The Nikkei Stock Average kept gaining ground Wednesday, even after Wall Street shares fell overnight.
"With foreign investors relatively quiet, market sentiment has changed to one where stocks are not unreasonably susceptible to overseas factors and instead move based on domestic elements," said a trader at a major brokerage.
The Tokyo market has been firm because there is a big buyer.
"You've heard about 'The Whale,' right?" whispered one market player when asked about the steady demand.
"The Whale" refers to the nickname that market pros call the Government Pension Investment Fund, based on the Japanese term the "whale in the pond."
According to market observers, the GPIF started full-blown trades last Friday, purchasing close to 200 billion yen ($1.68 billion) in shares during four sessions.
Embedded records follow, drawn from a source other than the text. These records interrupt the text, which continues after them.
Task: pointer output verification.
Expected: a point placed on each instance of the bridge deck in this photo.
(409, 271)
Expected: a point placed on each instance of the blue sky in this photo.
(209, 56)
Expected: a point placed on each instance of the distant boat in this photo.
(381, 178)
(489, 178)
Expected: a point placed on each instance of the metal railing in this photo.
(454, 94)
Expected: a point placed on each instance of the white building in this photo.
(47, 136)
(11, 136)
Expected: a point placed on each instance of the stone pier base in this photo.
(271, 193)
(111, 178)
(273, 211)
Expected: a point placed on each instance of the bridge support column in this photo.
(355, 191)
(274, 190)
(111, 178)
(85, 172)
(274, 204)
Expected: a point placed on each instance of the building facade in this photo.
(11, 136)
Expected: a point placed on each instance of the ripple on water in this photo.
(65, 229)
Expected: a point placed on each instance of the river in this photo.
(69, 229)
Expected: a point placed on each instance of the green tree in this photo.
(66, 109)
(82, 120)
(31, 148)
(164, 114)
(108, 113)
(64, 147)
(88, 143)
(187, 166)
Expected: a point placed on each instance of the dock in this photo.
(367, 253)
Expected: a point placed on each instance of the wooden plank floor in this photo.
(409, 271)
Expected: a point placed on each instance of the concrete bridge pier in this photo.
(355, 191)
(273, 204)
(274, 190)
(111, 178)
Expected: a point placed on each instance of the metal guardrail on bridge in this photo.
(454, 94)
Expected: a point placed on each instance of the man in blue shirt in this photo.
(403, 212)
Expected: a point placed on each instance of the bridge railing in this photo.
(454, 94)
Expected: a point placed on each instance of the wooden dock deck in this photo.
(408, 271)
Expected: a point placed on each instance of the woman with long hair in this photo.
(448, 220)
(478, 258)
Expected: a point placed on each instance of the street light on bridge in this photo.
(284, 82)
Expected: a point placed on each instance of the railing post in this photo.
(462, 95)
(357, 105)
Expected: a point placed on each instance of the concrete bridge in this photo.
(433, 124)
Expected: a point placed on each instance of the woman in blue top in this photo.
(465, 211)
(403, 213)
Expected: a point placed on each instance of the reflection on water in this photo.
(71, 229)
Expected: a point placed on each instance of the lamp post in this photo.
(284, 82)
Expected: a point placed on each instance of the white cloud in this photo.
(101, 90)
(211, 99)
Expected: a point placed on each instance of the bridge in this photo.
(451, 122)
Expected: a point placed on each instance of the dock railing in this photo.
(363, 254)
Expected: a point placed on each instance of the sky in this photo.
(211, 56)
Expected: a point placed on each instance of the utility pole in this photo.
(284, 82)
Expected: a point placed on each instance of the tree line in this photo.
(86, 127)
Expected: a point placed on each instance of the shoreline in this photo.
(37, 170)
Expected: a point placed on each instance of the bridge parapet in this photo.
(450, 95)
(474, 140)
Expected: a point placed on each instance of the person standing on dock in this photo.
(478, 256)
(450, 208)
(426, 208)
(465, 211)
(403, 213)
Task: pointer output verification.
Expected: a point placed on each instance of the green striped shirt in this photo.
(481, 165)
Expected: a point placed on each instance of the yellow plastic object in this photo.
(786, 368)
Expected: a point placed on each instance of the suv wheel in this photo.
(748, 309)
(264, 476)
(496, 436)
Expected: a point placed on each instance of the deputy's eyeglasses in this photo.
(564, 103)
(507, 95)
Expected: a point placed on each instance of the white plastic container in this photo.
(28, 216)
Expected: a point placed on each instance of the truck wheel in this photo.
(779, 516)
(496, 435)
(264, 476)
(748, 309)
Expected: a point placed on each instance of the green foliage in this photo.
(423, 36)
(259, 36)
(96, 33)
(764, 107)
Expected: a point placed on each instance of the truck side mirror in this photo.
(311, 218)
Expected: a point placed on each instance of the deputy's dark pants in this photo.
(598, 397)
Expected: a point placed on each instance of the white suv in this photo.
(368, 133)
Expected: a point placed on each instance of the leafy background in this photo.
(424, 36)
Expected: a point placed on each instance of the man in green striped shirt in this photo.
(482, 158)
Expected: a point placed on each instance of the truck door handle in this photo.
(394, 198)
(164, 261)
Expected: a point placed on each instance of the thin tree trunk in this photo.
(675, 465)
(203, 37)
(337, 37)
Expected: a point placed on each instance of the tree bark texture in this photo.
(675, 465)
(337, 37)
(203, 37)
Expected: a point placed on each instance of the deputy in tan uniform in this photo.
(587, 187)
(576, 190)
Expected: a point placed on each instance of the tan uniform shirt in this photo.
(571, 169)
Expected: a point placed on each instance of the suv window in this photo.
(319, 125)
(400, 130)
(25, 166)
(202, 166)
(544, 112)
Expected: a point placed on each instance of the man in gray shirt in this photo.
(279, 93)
The megafund apparently bought about 100 large-capitalization stocks Wednesday, and kept purchasing stocks throughout the day to force sellers to close out their short positions.
Under its new asset mix released in October, the GPIF will scale back holdings of domestic bonds while raising its exposure to Japanese stocks from 18% to 25%. The fund apparently had been consistently buying small- and mid-cap stocks at low prices, but now it is making big enough purchases of large-cap stocks to influence the market.
Some call the GPIF's greater exposure to stocks, together with the Bank of Japan's aggressive buying of exchange-traded funds, a "government-made market." But it does help to normalize buying on the Japanese stock market.
These purchases "help back a market trend of purchasing low-risk growth stocks, which generate profits and do not have wild price swings," said Tomohiro Okawa at UBS Securities.
In the Japanese stock market, investors had often been rewarded by targeting undervalued shares or engaging in short-term trading of high-risk stocks. But after the GPIF adopted the JPX Nikkei Index 400, which is focused on stocks with high returns on equity, low-risk growth stocks became the top performers for last year.
Some market observers are sensitive about the GPIF's moves because every trade it makes has an enormous impact on the market. Its portfolio shuffling on March 24-25 in 2014 wreaked havoc on the market, causing massive losses to other pension funds and investment trusts that owned stocks that were dumped by the mammoth fund.